DESCRIPTION OF SYMBOLS 9 Storage tank 65 Line material 101 Image forming apparatus 106 Process cartridge 108 Photosensitive drum (photosensitive body)
113 Developing devices 115, 115a, 115b Developing roller 120 Interlocking rotating part (interlocking rotating means)
132, 132a, 132b Developing sleeve 133 Magnet roller 135 Magnetic carrier 136 Core material 137 Resin coat film 139 Recess 140 Recess groove 141 First recess groove 142 Second recess groove

Claims (12)

In a developing device comprising: a photosensitive member on which an electrostatic latent image is formed on an outer peripheral surface; and a plurality of developing rollers that are arranged in parallel with the photosensitive member and are spaced apart from each other and sequentially convey the developer.

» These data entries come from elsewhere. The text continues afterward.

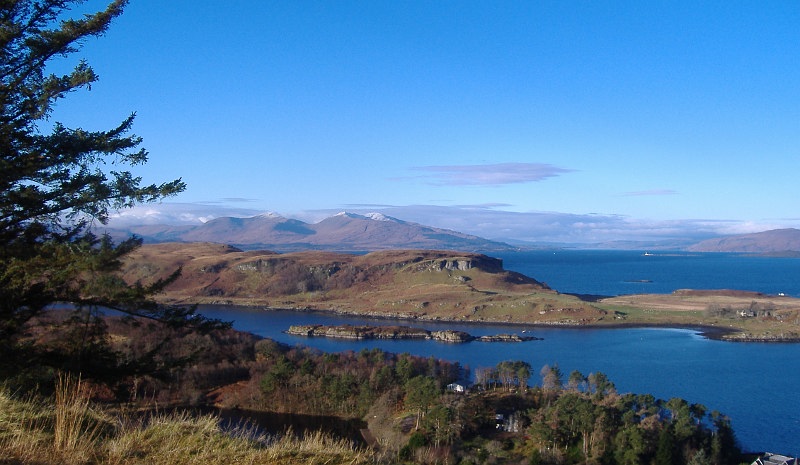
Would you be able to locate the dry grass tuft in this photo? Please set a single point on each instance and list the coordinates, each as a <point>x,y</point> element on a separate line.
<point>70,431</point>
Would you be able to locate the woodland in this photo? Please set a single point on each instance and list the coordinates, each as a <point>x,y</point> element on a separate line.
<point>94,370</point>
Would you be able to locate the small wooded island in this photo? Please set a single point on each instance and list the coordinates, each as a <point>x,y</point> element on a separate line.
<point>443,286</point>
<point>398,332</point>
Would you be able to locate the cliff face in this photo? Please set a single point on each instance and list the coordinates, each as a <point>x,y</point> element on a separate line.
<point>395,283</point>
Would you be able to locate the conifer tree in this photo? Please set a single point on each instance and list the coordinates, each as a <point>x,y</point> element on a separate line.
<point>55,183</point>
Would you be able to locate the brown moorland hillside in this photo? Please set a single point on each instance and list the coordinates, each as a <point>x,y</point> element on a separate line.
<point>397,283</point>
<point>440,285</point>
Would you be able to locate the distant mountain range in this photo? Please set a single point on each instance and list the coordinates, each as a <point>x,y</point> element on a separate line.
<point>776,241</point>
<point>342,232</point>
<point>352,232</point>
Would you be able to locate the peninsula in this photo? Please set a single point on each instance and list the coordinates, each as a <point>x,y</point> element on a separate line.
<point>398,332</point>
<point>427,285</point>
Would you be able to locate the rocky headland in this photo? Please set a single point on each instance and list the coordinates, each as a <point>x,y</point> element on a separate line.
<point>441,286</point>
<point>398,332</point>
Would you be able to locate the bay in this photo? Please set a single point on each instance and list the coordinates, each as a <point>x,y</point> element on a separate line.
<point>755,384</point>
<point>614,272</point>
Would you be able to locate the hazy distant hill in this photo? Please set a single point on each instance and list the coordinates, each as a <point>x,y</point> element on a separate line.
<point>774,241</point>
<point>344,232</point>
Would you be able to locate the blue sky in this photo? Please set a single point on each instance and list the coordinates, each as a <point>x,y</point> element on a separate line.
<point>545,121</point>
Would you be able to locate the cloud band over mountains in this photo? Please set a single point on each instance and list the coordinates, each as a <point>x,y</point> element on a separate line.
<point>496,174</point>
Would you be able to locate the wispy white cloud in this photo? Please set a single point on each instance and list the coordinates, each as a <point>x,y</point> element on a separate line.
<point>490,175</point>
<point>651,192</point>
<point>491,221</point>
<point>176,213</point>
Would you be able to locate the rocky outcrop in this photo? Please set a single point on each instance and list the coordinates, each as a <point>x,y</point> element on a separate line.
<point>451,336</point>
<point>507,338</point>
<point>359,332</point>
<point>398,332</point>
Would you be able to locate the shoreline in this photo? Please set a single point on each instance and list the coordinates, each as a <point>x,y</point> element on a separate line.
<point>711,332</point>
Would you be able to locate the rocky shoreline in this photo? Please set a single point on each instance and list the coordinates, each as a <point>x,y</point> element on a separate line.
<point>399,332</point>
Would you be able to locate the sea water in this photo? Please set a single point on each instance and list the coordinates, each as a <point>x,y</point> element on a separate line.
<point>755,384</point>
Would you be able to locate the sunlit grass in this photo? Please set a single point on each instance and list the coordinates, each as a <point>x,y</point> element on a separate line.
<point>69,430</point>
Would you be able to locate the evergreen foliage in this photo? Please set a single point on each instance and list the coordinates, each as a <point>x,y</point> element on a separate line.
<point>56,182</point>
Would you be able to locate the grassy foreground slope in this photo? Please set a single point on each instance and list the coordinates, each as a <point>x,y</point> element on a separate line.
<point>71,430</point>
<point>439,285</point>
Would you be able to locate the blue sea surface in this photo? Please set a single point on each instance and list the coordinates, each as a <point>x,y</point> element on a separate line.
<point>755,384</point>
<point>614,272</point>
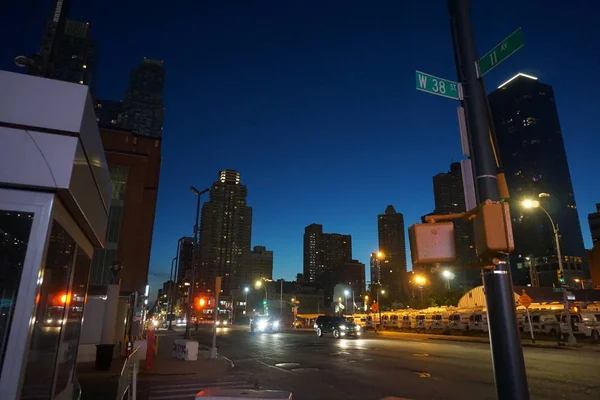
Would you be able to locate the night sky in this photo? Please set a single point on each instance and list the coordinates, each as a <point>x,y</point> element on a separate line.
<point>314,102</point>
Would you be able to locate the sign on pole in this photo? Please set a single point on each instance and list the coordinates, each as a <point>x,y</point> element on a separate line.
<point>501,52</point>
<point>438,86</point>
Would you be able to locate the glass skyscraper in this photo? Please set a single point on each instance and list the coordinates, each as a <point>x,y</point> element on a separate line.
<point>533,154</point>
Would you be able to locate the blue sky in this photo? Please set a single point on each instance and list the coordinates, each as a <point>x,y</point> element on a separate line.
<point>314,102</point>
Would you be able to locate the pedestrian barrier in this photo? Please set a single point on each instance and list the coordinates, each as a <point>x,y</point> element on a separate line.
<point>128,379</point>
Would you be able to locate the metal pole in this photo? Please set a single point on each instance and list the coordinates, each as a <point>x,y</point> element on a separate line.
<point>530,326</point>
<point>175,288</point>
<point>213,349</point>
<point>188,313</point>
<point>505,342</point>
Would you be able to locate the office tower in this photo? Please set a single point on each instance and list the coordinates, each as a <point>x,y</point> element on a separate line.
<point>225,232</point>
<point>324,253</point>
<point>143,110</point>
<point>134,165</point>
<point>185,259</point>
<point>392,245</point>
<point>256,264</point>
<point>532,152</point>
<point>594,221</point>
<point>74,56</point>
<point>449,198</point>
<point>109,112</point>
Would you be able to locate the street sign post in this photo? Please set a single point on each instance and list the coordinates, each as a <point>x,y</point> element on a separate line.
<point>501,52</point>
<point>438,86</point>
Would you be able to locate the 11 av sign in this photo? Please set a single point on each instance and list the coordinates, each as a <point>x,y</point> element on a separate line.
<point>434,85</point>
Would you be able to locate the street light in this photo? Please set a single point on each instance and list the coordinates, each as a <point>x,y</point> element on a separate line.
<point>196,249</point>
<point>246,290</point>
<point>529,204</point>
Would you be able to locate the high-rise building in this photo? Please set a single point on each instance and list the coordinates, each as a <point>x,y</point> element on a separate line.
<point>449,198</point>
<point>225,232</point>
<point>594,221</point>
<point>109,112</point>
<point>392,244</point>
<point>74,58</point>
<point>185,259</point>
<point>532,152</point>
<point>257,264</point>
<point>134,165</point>
<point>323,251</point>
<point>143,110</point>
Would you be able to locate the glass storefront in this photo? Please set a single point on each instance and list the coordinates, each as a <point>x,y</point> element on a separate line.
<point>15,228</point>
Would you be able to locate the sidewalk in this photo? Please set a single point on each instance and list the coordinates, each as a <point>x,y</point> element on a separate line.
<point>165,365</point>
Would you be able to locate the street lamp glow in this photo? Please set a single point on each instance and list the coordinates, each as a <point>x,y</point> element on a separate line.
<point>528,203</point>
<point>420,280</point>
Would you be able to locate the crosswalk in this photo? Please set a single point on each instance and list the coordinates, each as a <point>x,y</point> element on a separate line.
<point>187,389</point>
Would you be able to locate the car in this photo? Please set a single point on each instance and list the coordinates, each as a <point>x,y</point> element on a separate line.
<point>338,326</point>
<point>264,324</point>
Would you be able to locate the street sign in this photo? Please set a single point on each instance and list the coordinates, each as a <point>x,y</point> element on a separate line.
<point>525,300</point>
<point>434,85</point>
<point>501,52</point>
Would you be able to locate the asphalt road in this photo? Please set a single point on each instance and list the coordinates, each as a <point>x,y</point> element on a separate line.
<point>374,367</point>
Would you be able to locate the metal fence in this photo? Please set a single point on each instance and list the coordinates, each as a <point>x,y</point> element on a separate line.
<point>128,379</point>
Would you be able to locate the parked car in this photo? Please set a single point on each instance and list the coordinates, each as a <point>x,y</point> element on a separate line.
<point>337,326</point>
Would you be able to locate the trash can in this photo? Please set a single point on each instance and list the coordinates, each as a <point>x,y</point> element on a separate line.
<point>104,353</point>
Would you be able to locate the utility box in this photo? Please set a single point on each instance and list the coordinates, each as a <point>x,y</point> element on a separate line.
<point>432,243</point>
<point>493,230</point>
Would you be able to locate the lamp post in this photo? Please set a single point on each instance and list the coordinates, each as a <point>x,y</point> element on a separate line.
<point>246,290</point>
<point>188,313</point>
<point>536,204</point>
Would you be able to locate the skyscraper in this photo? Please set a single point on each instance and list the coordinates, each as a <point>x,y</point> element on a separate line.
<point>225,232</point>
<point>185,259</point>
<point>324,255</point>
<point>392,244</point>
<point>74,55</point>
<point>594,221</point>
<point>449,198</point>
<point>533,155</point>
<point>109,112</point>
<point>256,264</point>
<point>143,110</point>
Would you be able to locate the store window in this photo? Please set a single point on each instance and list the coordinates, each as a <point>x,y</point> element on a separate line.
<point>54,298</point>
<point>15,227</point>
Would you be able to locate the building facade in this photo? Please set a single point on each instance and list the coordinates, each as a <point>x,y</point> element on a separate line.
<point>225,232</point>
<point>109,112</point>
<point>324,255</point>
<point>449,198</point>
<point>134,164</point>
<point>392,245</point>
<point>143,110</point>
<point>594,222</point>
<point>533,155</point>
<point>256,264</point>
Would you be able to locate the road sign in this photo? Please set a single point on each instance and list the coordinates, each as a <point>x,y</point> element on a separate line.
<point>501,52</point>
<point>525,300</point>
<point>434,85</point>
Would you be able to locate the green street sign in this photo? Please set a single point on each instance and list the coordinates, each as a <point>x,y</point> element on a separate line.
<point>434,85</point>
<point>501,52</point>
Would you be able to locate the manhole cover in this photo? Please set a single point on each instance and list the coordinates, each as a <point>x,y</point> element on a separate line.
<point>287,365</point>
<point>304,369</point>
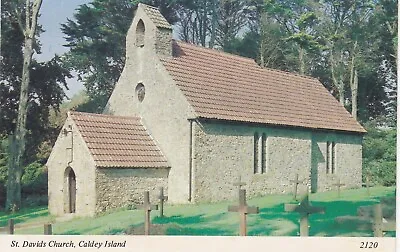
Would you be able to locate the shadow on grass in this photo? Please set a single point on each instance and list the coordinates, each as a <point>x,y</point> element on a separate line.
<point>195,225</point>
<point>24,216</point>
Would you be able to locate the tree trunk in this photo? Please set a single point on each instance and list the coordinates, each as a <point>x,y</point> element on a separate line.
<point>341,91</point>
<point>354,95</point>
<point>353,82</point>
<point>213,23</point>
<point>263,20</point>
<point>17,142</point>
<point>301,60</point>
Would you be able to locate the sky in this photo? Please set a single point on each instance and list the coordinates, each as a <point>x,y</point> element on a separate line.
<point>52,14</point>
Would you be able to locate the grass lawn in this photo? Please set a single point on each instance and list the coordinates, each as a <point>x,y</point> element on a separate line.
<point>214,219</point>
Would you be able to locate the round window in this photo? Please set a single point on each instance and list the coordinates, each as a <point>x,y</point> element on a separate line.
<point>140,91</point>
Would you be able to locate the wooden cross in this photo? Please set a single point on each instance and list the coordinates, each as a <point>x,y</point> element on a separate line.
<point>243,210</point>
<point>378,225</point>
<point>305,209</point>
<point>367,185</point>
<point>162,198</point>
<point>147,207</point>
<point>338,184</point>
<point>10,226</point>
<point>239,183</point>
<point>296,182</point>
<point>48,229</point>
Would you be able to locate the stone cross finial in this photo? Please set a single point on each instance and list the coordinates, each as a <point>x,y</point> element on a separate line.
<point>305,209</point>
<point>338,184</point>
<point>162,198</point>
<point>243,210</point>
<point>147,207</point>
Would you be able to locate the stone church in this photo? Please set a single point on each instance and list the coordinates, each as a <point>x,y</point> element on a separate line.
<point>192,120</point>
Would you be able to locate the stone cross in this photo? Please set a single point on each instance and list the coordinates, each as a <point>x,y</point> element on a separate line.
<point>147,207</point>
<point>338,184</point>
<point>162,198</point>
<point>243,210</point>
<point>296,182</point>
<point>378,225</point>
<point>305,209</point>
<point>239,183</point>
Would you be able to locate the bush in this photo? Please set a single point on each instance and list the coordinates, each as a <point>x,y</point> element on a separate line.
<point>379,155</point>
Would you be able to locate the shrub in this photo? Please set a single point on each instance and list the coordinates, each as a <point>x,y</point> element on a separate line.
<point>379,155</point>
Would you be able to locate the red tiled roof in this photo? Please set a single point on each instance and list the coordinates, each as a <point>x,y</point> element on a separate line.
<point>117,141</point>
<point>227,87</point>
<point>155,15</point>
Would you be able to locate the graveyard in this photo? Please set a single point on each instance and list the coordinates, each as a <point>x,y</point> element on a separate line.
<point>328,214</point>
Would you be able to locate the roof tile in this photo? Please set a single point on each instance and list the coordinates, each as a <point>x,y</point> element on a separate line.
<point>228,87</point>
<point>117,141</point>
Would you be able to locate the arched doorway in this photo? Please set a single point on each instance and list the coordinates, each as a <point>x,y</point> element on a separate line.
<point>70,190</point>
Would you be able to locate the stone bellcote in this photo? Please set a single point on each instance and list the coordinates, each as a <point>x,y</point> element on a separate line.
<point>151,31</point>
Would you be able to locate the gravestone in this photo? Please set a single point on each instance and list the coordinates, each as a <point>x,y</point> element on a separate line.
<point>147,207</point>
<point>243,209</point>
<point>162,198</point>
<point>304,208</point>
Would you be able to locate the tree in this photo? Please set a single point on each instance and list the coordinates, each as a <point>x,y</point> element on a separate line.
<point>297,19</point>
<point>44,91</point>
<point>17,141</point>
<point>96,41</point>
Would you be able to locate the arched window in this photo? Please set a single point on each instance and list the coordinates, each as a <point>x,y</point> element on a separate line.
<point>69,190</point>
<point>140,30</point>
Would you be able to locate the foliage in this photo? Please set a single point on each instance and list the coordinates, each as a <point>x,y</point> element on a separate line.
<point>45,87</point>
<point>379,155</point>
<point>96,39</point>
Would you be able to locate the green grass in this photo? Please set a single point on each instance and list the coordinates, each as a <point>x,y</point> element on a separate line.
<point>214,219</point>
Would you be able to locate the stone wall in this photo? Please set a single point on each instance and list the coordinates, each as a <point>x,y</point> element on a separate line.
<point>164,42</point>
<point>223,152</point>
<point>348,163</point>
<point>82,164</point>
<point>164,109</point>
<point>124,187</point>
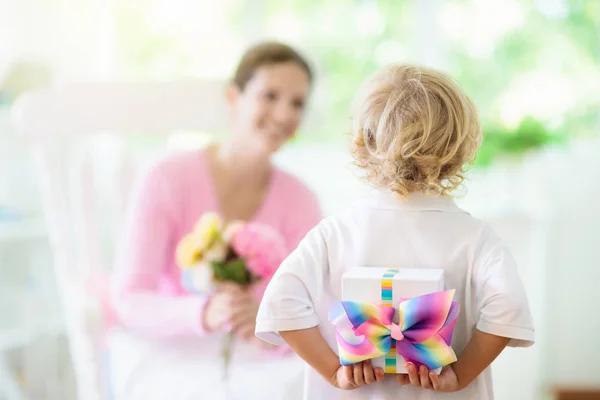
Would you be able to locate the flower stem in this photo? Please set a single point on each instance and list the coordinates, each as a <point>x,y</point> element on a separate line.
<point>226,353</point>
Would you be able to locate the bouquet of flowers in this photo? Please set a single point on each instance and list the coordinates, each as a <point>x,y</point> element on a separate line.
<point>239,252</point>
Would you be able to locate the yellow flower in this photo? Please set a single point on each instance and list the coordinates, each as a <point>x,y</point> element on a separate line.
<point>196,245</point>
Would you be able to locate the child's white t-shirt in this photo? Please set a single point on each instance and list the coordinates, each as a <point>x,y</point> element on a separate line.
<point>383,231</point>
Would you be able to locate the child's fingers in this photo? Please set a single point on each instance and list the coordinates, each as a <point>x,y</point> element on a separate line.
<point>359,378</point>
<point>402,379</point>
<point>435,380</point>
<point>423,375</point>
<point>413,376</point>
<point>348,374</point>
<point>368,372</point>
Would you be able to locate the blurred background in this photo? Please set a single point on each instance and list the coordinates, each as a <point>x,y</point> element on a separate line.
<point>531,67</point>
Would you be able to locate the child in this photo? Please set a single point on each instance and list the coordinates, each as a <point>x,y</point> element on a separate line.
<point>414,130</point>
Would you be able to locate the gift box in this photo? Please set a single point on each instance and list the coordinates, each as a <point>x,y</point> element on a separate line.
<point>387,314</point>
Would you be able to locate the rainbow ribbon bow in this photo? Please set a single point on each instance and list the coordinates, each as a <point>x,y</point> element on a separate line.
<point>422,336</point>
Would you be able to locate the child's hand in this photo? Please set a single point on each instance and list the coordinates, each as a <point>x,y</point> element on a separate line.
<point>446,381</point>
<point>353,376</point>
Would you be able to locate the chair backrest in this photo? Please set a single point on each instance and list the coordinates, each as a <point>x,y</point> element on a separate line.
<point>56,121</point>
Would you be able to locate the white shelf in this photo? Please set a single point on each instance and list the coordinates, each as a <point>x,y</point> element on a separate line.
<point>21,230</point>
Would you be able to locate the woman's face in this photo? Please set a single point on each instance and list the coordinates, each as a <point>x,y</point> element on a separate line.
<point>270,109</point>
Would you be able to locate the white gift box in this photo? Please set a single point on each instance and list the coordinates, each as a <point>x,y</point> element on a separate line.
<point>364,284</point>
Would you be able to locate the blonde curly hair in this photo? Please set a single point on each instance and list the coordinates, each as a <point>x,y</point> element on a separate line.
<point>414,130</point>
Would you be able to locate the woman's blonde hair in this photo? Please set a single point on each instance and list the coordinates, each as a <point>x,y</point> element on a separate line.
<point>414,130</point>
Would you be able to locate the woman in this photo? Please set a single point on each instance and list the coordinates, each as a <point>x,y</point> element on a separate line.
<point>177,335</point>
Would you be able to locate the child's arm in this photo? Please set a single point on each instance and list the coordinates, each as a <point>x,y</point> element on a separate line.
<point>481,350</point>
<point>312,348</point>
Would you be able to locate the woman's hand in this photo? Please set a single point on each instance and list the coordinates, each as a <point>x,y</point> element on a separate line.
<point>354,376</point>
<point>222,305</point>
<point>233,308</point>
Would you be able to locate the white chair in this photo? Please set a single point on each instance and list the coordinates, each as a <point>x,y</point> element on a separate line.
<point>55,121</point>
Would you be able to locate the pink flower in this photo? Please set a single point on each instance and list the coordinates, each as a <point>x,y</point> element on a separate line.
<point>261,246</point>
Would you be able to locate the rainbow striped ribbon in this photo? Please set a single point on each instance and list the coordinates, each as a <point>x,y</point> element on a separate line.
<point>386,300</point>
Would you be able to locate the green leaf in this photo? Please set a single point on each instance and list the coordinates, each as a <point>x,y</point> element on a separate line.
<point>232,271</point>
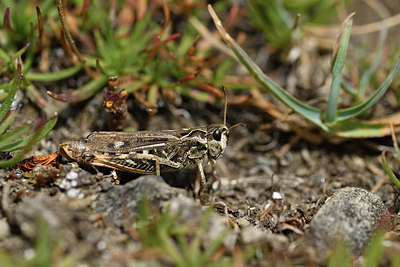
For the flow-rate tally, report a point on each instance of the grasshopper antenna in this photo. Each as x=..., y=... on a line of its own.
x=226, y=103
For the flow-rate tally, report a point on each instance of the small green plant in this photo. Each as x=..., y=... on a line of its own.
x=24, y=26
x=177, y=243
x=333, y=122
x=145, y=57
x=9, y=139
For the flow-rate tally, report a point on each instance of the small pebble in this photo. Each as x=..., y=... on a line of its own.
x=351, y=214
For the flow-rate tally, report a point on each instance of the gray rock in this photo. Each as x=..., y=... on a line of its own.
x=121, y=202
x=351, y=214
x=64, y=222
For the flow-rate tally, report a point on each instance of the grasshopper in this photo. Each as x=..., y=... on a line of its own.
x=152, y=152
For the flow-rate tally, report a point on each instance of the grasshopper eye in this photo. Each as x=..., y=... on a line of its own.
x=217, y=135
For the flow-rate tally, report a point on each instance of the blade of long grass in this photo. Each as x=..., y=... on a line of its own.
x=312, y=114
x=7, y=122
x=35, y=137
x=366, y=76
x=54, y=76
x=347, y=113
x=360, y=129
x=81, y=94
x=10, y=97
x=7, y=138
x=389, y=172
x=339, y=57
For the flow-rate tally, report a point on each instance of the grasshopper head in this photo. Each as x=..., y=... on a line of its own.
x=73, y=150
x=217, y=140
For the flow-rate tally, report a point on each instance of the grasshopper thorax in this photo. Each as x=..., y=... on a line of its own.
x=217, y=140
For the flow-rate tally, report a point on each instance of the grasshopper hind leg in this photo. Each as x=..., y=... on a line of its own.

Each of the developing rollers includes a magnet roller and a developing sleeve that encloses the magnet roller and adsorbs the developer to the outer surface by the magnetic force of the magnet roller,
A direction parallel to the axis of the developing sleeve or a direction inclined with respect to the axis of the developing sleeve on the outer surface of the developing sleeve of the developing roller located at the most upstream of the developer conveying direction among the plurality of developing rollers A plurality of elliptical dents on the outer surface of the developing sleeve of the developing roller located at the most downstream side in the developer transport direction among the plurality of developing rollers. Is provided at random.   A plurality of first concave grooves intersecting and parallel to the axial center of the developing sleeve of the developing roller located at the most upstream in the developer conveying direction, and the axial core and the first concave groove The developing device according to claim 1, further comprising: a plurality of second concave grooves intersecting both of the first and second grooves and parallel to each other. The plurality of elliptical recesses include a recess whose longitudinal direction is along the axial direction of the developing sleeve, and a recess whose longitudinal direction is along the circumferential direction of the developing sleeve,
3. The developing device according to claim 1, wherein the number of dents along the axial direction of the developing sleeve is greater than the number of dents along the circumferential direction of the developing sleeve.   4. The device according to claim 1, wherein the plurality of oval-shaped dents are formed by a short line-shaped wire material that randomly collides with an outer surface of the developing sleeve. 5. The developing device according to 1.   The developing device according to claim 4, wherein the linear member is positioned in a rotating magnetic field and collides with an outer surface of the developing sleeve by the rotating magnetic field.   The developing device according to claim 5, wherein the developing sleeve is accommodated in the accommodating tank together with the filament material, and a magnetic field generator generates the rotating magnetic field in the accommodating tank.   The developing device according to claim 6, wherein the linear member is collided while the developing sleeve accommodated in the accommodating tank is rotated about its axis.   The developing device according to claim 1, further comprising an interlocking rotating unit that rotates the developing sleeves of the plurality of developing rollers at the same rotational speed.   9. The developer according to claim 1, wherein the developer includes a toner and a magnetic carrier, and an average particle diameter of the magnetic carrier is 20 μm or more and 50 μm or less. The developing device according to item. The magnetic carrier includes a core material made of a magnetic material, and a resin coat film covering the core material,
The developing device according to claim 9, wherein the resin coat film contains a resin component obtained by crosslinking a thermoplastic resin and a melanin resin, and a charge adjusting agent.   A process cartridge having at least a developing device, wherein the developing device includes the developing device according to any one of claims 1 to 10.   An image forming apparatus having at least a charging device and a developing device, wherein the developing device includes the developing device according to any one of claims 1 to 10.